The upgraded waste-to-energy plant was opened last Friday. It can generate up to 1.5 billion kilowatt hours of power while the slag from the burned waste can be recycled into building materials. Shanghai, the largest city in China with more than 26 million people, generates over 20 000 tonnes of waste every day. This represents about one third of the volume that can be processed at Laogang.
‘If you dump all of the garbage generated by the residents of Shanghai in one day into the Hongkou Football Stadium, it would pile up to a 21-metre-high hill,’ says Wu Yuefeng, chief engineer at the plant. ‘But after treatment, we can reduce this to only 2 per cent of its original weight and 1 per cent of its volume.’
The incineration site is part of the Laogang solid waste complex, which covers 29.5 square kilometres.
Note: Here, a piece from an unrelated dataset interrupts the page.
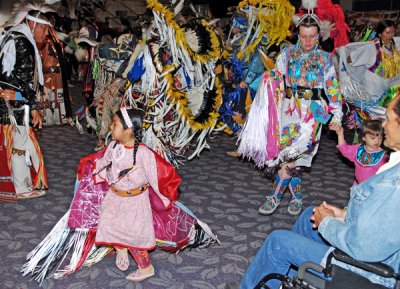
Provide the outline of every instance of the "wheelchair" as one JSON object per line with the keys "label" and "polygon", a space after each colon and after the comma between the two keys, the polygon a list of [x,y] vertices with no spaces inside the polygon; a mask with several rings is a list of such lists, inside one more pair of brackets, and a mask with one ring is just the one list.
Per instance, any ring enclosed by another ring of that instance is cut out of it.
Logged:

This makes it the biggest solid waste treatment base in Asia and it has processed over 75 million tonnes of material since it became operational in 1989.
Shanghai authorities have announced plans for more waste treatment facilities in the near future. For example, 41 temporary large-scale garbage storage stations and 8000 waste sorting and recycling stations will be built by 2020.
Also, starting 1 July, residents must sort their trash according to ‘wet’, ‘dry’, ‘recyclable’, or ‘hazardous’ labels on new bins. Over the last few days, however, people have struggled with the mandatory system. The government has created an app to handle inquiries. It has also hired 1700 sorting instructors and conducted 13 000 training sessions to help citizens recycle.
China aims to take the waste sorting scheme nation-wide by 2025.